OpenGL version string: 4.6 (Compatibility Profile) Mesa 23.2.1-1ubuntu3.1
OpenGL shading language version string: 4.60
OpenGL context flags: (none)
OpenGL profile mask: compatibility profile

OpenGL ES profile version string: OpenGL ES 3.2 Mesa 23.2.1-1ubuntu3.1
OpenGL ES profile shading language version string: OpenGL ES GLSL ES 3.20

I also set `radeon.si_support=0 amdgpu.si_support=1` in order to force the amdgpu driver.

The interesting thing is that the bug happens specifically when I boot up with the charger plugged in (AC power brick; not a docking station), and when I unplug it, the GPU clock speeds tank to 300MHz memory/300MHz shader. I've tried forcing the performance level back up to "high" which gives me this error:

echo -n high > /sys/class/drm/card1/device/power_dpm_force_performance_level
bash: echo: write error: Invalid argument

up until I reboot again, and the cycle restarts. It's pretty annoying how careful I have to be about staying plugged in. Any help is appreciated!
Comment 3 Travis Juntara 2024-06-15 18:28:45 UTC
Pretty sure this is due to chipset or bios. After upgrading to i7 4810MQ, from i5 4310M standby mode no longer resets the power throttling, but rebooting does. Also I believe I've seen similar behavior reported by windows users.
Comment 4 jerbear3.14159 2024-06-15 18:45:15 UTC
Thanks for the quick reply. Guess I'll have to dust off ye ol' Windows installer and confirm once and for all who's to blame here. I'll post my findings here probably in a few weeks when I can. Thanks again.
Comment 5 jerbear3.14159 2024-09-08 03:54:05 UTC
It's a Linux bug!

I finally set aside a day to waste on Windows installation to check whether it behaves the same way. Windows 10 repeatedly crashed and bricked itself because of course it did. It works perfectly on Windows 8.1 with the official graphics driver on Dell's website.
https://dl.dell.com/FOLDER02868143M/5/AMD-FirePro-Graphics-Driver_CWRN6_WIN_14.502.1005_A02_02.EXE

Memory Clock (MHz)/Shader Clock (MHz):
Idle: 150/300
Battery: 600/400
AC: 1000/900

On Xubuntu 23.10 it's more like:
Idle: 150/300
Battery: 150/300
AC: 1000/900 (but it drops down to 150/300 after unplugging, and requires a reboot to bring it back up)

I've gone through 2 official 130W Dell chargers and 2 90W Targus universal chargers.

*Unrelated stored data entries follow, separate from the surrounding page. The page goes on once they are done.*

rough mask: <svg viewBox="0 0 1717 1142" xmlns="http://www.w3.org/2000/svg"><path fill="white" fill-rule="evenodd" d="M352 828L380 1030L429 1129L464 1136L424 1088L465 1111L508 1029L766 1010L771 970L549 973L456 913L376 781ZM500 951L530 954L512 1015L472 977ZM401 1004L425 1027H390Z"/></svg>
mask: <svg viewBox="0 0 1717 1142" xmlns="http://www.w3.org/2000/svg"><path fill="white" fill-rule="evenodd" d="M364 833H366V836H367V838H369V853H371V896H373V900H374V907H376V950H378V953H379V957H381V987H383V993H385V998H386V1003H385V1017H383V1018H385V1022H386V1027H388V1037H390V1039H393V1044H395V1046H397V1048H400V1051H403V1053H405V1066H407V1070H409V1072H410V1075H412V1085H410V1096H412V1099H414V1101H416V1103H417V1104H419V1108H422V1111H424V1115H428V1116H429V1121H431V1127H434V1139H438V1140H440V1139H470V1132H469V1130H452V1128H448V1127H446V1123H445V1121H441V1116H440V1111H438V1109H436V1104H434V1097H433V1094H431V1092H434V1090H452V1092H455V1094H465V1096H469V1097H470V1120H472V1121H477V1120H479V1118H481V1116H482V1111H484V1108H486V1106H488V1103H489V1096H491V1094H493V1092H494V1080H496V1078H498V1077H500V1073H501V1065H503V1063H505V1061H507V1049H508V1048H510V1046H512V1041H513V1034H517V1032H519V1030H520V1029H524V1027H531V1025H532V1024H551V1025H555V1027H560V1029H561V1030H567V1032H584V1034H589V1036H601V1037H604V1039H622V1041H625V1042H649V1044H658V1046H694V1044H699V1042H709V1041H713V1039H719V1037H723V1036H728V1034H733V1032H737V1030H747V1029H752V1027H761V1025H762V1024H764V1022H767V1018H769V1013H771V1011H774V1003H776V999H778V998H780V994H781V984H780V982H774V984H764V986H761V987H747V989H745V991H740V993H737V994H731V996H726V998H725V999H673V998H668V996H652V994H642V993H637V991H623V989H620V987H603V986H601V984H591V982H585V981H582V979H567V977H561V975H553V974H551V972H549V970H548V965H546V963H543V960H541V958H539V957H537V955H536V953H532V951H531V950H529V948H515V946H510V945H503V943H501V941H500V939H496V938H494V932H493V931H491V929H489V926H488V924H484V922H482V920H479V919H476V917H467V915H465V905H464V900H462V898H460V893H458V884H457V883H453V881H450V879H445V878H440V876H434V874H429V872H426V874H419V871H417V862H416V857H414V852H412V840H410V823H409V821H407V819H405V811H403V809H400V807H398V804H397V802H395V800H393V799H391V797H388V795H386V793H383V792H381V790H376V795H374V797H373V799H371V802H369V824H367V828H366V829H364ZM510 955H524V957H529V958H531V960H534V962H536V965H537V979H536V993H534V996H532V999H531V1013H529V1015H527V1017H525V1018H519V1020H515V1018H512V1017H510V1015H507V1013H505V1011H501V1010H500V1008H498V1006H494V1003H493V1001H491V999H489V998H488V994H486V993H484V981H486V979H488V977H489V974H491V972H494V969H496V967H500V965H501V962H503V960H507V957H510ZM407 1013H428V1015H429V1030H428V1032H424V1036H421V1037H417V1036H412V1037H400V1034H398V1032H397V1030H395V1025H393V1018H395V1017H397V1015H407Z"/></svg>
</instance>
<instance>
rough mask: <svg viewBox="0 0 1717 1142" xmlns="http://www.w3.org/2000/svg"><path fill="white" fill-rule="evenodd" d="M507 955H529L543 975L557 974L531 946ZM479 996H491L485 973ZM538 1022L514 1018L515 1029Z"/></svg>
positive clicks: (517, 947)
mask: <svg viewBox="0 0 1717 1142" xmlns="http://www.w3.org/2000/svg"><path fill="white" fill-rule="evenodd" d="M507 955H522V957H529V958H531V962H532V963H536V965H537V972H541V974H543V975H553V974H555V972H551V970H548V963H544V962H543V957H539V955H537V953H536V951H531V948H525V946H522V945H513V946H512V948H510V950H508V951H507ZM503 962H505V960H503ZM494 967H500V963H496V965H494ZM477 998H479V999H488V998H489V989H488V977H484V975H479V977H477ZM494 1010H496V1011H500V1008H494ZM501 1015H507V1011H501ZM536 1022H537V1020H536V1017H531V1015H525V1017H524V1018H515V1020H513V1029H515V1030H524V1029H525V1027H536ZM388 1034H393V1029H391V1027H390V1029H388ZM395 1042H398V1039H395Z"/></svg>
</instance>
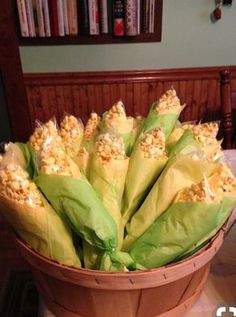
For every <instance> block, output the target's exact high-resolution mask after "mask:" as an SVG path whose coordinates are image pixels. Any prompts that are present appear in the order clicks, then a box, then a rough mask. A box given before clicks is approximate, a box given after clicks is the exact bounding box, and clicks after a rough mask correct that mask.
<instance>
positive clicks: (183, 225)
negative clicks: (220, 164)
mask: <svg viewBox="0 0 236 317" xmlns="http://www.w3.org/2000/svg"><path fill="white" fill-rule="evenodd" d="M235 203H236V179H235V178H234V177H233V175H232V174H231V173H229V171H227V169H226V168H225V167H224V166H222V165H217V166H216V168H215V169H214V171H213V173H212V175H211V176H210V177H209V178H208V177H207V176H204V178H203V180H202V181H201V182H200V183H198V184H194V185H191V186H190V187H186V188H184V189H182V190H181V191H180V192H178V193H177V195H176V197H175V199H174V201H173V202H172V204H171V205H170V206H169V207H168V208H167V210H166V211H165V213H163V214H162V215H161V216H160V217H159V218H158V219H157V220H156V221H155V222H154V223H153V224H152V225H151V227H150V228H149V229H148V230H147V231H146V232H145V233H144V234H143V235H142V236H141V237H140V238H139V239H138V240H137V241H136V242H135V243H134V244H133V246H132V248H131V250H130V255H131V257H132V258H133V259H134V261H136V262H137V263H139V264H141V265H143V266H145V267H147V268H154V267H159V266H162V265H165V264H167V263H169V262H172V261H175V260H176V259H177V258H180V257H181V256H183V255H185V254H186V253H187V254H190V253H191V251H193V250H195V249H196V248H198V247H199V246H201V245H202V244H203V243H204V242H205V241H208V240H209V239H210V238H211V237H213V236H214V235H215V234H216V232H217V231H218V230H219V228H220V227H221V226H222V225H223V224H224V222H225V221H226V219H227V218H228V216H229V215H230V212H231V210H232V208H233V206H234V205H235ZM203 219H204V221H203Z"/></svg>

Linux exhibits the power management bug regardless. I have never tried a docking station.

uname -a gives:
Linux 6.5.0-44-generic #44-Ubuntu SMP PREEMPT_DYNAMIC Fri Jun  7 15:10:09 UTC 2024 x86_64 x86_64 x86_64 GNU/Linux

The only reprieve I've found is to follow these steps:
1. Boot with the laptop plugged in. If using a 90W charger and this is a cold start (as opposed to a reboot), need to reboot as soon as it finishes booting.
2. echo -n high > /sys/class/drm/card1/device/power_dpm_force_performance_level
3. Pray
4. Unplug
5. Now for some reason, there's a small chance that the clock speeds stick high and don't drop. If not, start over from step 1. If yes, then typically (but not always) I can repeatedly unplug+plug safely up until it's time to shut down.

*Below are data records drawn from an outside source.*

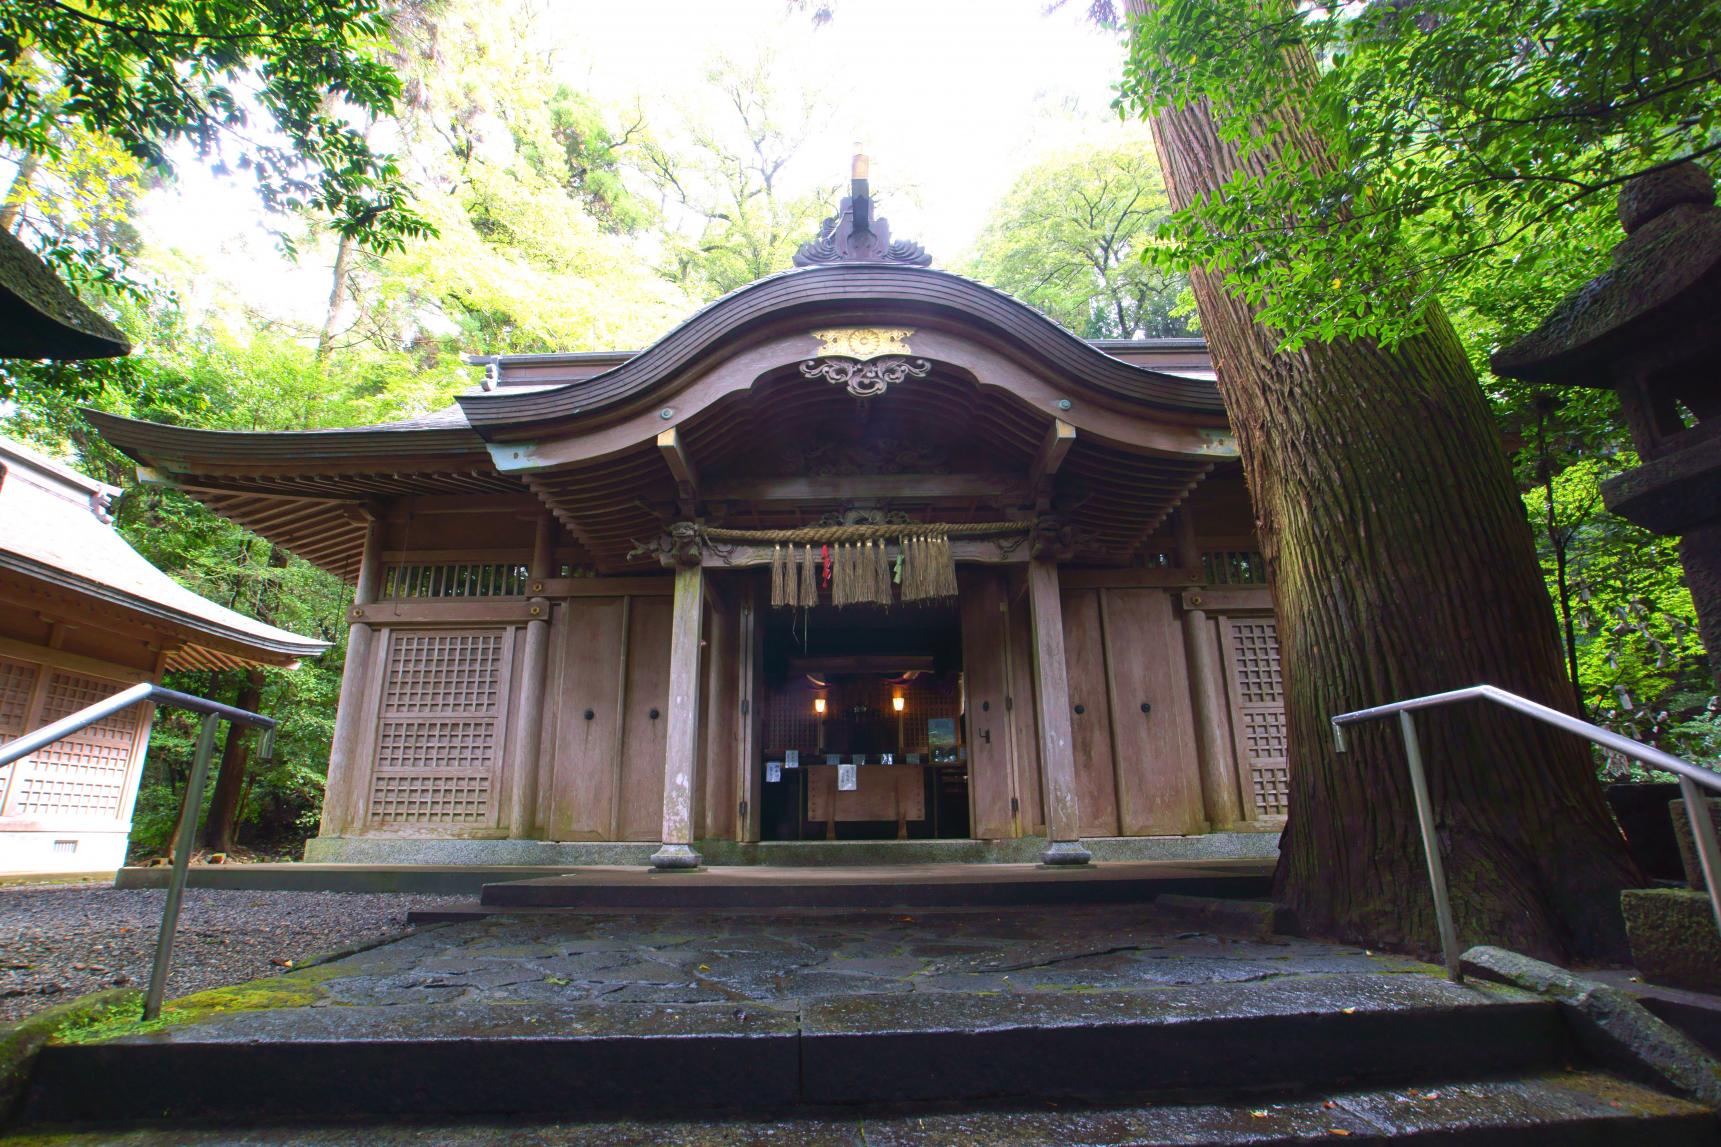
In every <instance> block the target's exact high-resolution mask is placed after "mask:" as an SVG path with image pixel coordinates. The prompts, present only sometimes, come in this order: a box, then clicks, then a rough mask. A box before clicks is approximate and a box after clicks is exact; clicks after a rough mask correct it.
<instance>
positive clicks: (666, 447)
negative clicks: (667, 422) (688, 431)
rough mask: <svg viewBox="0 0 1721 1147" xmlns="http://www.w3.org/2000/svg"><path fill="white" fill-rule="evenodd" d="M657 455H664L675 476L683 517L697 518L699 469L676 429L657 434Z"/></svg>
mask: <svg viewBox="0 0 1721 1147" xmlns="http://www.w3.org/2000/svg"><path fill="white" fill-rule="evenodd" d="M657 453H661V455H663V460H664V463H666V465H668V467H669V474H671V475H675V489H676V496H678V501H680V510H682V517H685V518H692V517H695V508H694V503H697V501H699V468H697V467H695V465H694V456H692V455H690V453H687V443H683V441H682V432H680V431H676V429H675V427H669V429H668V431H663V432H661V434H657Z"/></svg>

Problems I've encountered with this method include:
- Low success rate
- Runs hotter/harms battery life
- If I'm working unplugged, I need to manually lower the clock speeds down to 600/400. If I forget and leave it at 1000/900 and try to do anything graphically intense, the battery can't provide enough power and the entire laptop shuts down immediately. You can see that Windows does this automatically when unplugged.

All in all, this is a nightmare for a game developer who needs maximum GPU performance. I live in constant fear of bumping the power cord out or needing to switch rooms. I'm happy to provide any additional information, but glancing at the amdgpu source code it seems a little over my head!
Comment 6 Travis Juntara 2024-09-08 05:40:09 UTC
I ended up upgrading to a slightly newer dell business laptop with an AMD GPU (with none of these issues) and getting rid of my Latitude E6540.

As such, I can't really help test anymore. I also can't remember who set this ticket status to be "Resolved - WILL_NOT_FIX", but hesitate to re-open in case it wasn't me. If you want to pursue this further, you'll want to open up a new ticket.